We all start off so very young,
With most making it to be old.
Wondering how we survived so long
In a world so cold?
from Another Year, Mahfooz Ali
Before the break for Easter I’d promised my two 3 times a week ninth grade classes that I’d bring in a chocolate cake for each of them. We got into this by my having offered to give the winning hangman teams more forints than the losing teams, then I realized I might have gotten myself into some sort of legal predicament and so I offered them cake. Which they more readily seized. I thought, given the proclivity in the country for chocolate and pastry that it would be a rather simple thing to buy two cakes. Unh-unh.
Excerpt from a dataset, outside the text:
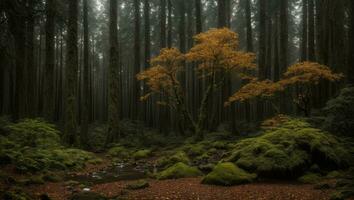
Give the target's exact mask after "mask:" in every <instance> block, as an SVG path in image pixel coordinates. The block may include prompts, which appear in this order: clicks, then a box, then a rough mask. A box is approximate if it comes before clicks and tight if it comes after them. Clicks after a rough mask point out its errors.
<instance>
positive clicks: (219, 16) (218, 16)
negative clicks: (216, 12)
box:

So tonight I’m baking a cheesecake for one class – their request – and brownies for the other – I just don’t have two cakes in me. Especially with the oven having instructions in four languages (Hungarian, Slovak, Polish and maybe Croatian). The type face is perhaps 5 point and the lighting is dim, so I broke out the magnifying glass and cell phone flashlight. One nice thing about Hungarian is that as you type words, the translator tries to figure out what you’re attempting to write, and because accented letters are actually different letters in the Hungarian alphabet – not just different pronunciations or stresses, you can easily change the word and its meaning by mistyping, so “oven mode switch (sütő üzemmód kapcsol) at one time during my mistyping meant “you have an oven” and another iteration was “oven on your doorstep” and another was “you’re in the oven.”
But the cake is in the oven, as they say. And that was after converting Fahrenheit to Centigrade and U.S. measurements to metric and substituting ingredients and using guesstimates for measurements because the apartment doesn’t have measuring cups or spoons. I’m certain it’ll come out alright. The cake is supposed to have a topping made with whipping cream and chocolate, but I couldn’t find any liquid whipping cream – only the cans that spray whipped foam – so no chocolate topping.
Now the brownies were another matter. I’d bought a pan for their baking, but when I opened Dr. Oetker’s mix, I found an Ikea-type project tucked inside: a cardboard baking box with instructions in five languages, one of which, thankfully, was French. After the obligatory doing it wrong, I got the box right and was able to bake the two batches at the same time.
Erika, the assistant principal, caught me at the copy machine and I had to tell her “yes” or “no” regarding next year, and I’d been hemming and hawing all during the break about the decision, spinning as if I were the data gatherers atop a Google car, and I told her that I would return. She and the principal then clued me in about the previous American they’d had, who bailed at the last minute after committing to another year. It seems he found a Ukrainian honey via the internet, “rescued” her and took her back to the states with him. He didn’t return to teach.
I’ve written in the past about Zoli and Ina, and I might have mentioned that I hadn’t seen Ina in the longest time and thought she might be ill. On Thursday I saw a black banner flying from the flag pole that’s over the front entrance, which means someone from the building had died.
Finally, the weather. The wind was so strong on Thursday- with the temps still around 32/0 – that I wore leggings under my jeans and wore a fleece vest under my lighter-weight parka-ish type coat + hat and gloves. And one had to lean into it.